Immigration Hurdles in 2018: A Brief Overview

With the arrival of the Trump administration in early 2017, immigrants and potential immigrants have had to adjust to a landscape of uncertainty. Laws and regulations that had previously been a given are now being reconsidered. Here’s what’s on the immigration horizon this year:

Difficulties for Dreamers, or a Wall on the Mexican Border

In September 2017, the Trump administration rescinded the Deferred Action for Childhood Arrivals (DACA) program. Congress has yet to act on making a formal decision to do away with DACA , but if that does happen, the decision could change the lives of an estimated 800,000 people. For now, new applications have been suspended, but renewal applications are being accepted.

The President is insistent on building a wall at the southern border. Even at the time of the rescission, the president indicated that he wanted Congress to step in and come up with a compromise, so it’s clear that the future of the program is being used as a bargaining chip.

Limits on Family-Based Immigration

While there are no specifics yet, there have also been recent indications that the Trump administration may be reconsidering family-based immigration in general. As this is currently one of the main pathways of immigration to the United States, there could be broad ramifications to any changes in current policy.

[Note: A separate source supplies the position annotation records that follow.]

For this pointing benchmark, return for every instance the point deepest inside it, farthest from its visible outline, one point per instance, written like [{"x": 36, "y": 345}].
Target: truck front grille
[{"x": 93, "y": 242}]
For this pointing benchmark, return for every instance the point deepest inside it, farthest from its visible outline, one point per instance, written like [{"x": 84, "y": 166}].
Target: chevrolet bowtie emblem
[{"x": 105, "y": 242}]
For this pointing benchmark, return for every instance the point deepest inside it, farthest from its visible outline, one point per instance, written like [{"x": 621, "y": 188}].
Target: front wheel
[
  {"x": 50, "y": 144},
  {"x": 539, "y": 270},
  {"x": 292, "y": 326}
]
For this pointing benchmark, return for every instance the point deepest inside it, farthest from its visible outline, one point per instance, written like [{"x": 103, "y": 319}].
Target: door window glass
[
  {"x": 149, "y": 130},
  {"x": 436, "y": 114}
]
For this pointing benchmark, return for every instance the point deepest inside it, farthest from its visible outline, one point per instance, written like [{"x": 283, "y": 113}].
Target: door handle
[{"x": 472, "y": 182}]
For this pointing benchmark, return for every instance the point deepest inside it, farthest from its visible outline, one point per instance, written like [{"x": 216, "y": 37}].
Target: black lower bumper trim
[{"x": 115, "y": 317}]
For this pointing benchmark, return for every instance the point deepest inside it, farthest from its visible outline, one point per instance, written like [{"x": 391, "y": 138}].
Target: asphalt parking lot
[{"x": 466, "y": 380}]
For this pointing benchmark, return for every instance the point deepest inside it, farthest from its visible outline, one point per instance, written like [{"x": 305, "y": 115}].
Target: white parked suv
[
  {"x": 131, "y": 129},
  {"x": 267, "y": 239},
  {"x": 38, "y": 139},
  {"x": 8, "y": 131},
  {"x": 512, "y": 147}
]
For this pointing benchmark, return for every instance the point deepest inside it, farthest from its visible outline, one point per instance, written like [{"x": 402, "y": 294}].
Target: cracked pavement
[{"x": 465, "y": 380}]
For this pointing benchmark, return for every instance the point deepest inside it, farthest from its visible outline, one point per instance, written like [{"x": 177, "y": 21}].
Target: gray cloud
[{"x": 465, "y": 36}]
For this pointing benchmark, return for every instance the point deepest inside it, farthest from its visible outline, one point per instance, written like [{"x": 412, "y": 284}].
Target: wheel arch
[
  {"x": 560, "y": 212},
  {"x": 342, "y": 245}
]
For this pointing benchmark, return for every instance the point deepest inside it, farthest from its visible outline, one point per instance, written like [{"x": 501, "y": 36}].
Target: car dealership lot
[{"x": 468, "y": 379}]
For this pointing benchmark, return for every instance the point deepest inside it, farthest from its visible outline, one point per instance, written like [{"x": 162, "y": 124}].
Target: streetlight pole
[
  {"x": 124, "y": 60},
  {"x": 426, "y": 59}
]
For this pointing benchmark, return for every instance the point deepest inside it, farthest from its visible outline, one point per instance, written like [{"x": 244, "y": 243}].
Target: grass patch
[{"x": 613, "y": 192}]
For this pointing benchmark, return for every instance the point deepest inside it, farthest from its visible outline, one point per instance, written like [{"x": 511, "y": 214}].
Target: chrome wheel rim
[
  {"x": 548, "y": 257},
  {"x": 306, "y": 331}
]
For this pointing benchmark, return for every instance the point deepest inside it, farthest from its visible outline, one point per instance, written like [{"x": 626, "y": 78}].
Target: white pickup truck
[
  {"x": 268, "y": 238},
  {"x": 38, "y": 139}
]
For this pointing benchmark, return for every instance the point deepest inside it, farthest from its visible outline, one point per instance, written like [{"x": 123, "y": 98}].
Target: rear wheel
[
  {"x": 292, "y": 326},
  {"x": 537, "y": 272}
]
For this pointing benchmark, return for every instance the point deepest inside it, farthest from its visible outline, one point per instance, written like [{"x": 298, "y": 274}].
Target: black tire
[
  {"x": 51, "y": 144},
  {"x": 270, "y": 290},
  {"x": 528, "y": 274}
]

The current administration has said it wants to only allow citizens and permanent residents to sponsor only their spouse and minor children, and eliminate other provisions for bringing adult children, siblings, and parents to the United States. A points system has been suggested as a new way to determining who is eligible for legal immigration, but many experts are calling it far too restrictive.

Elimination of the Diversity Visa Lottery

President Trump has also proposed the elimination of the green card lottery that allows around 55,000 people who have no family connection or employer sponsor to enter the U.S. each year, particularly to natives of countries that have relatively low rates of immigration to the United States.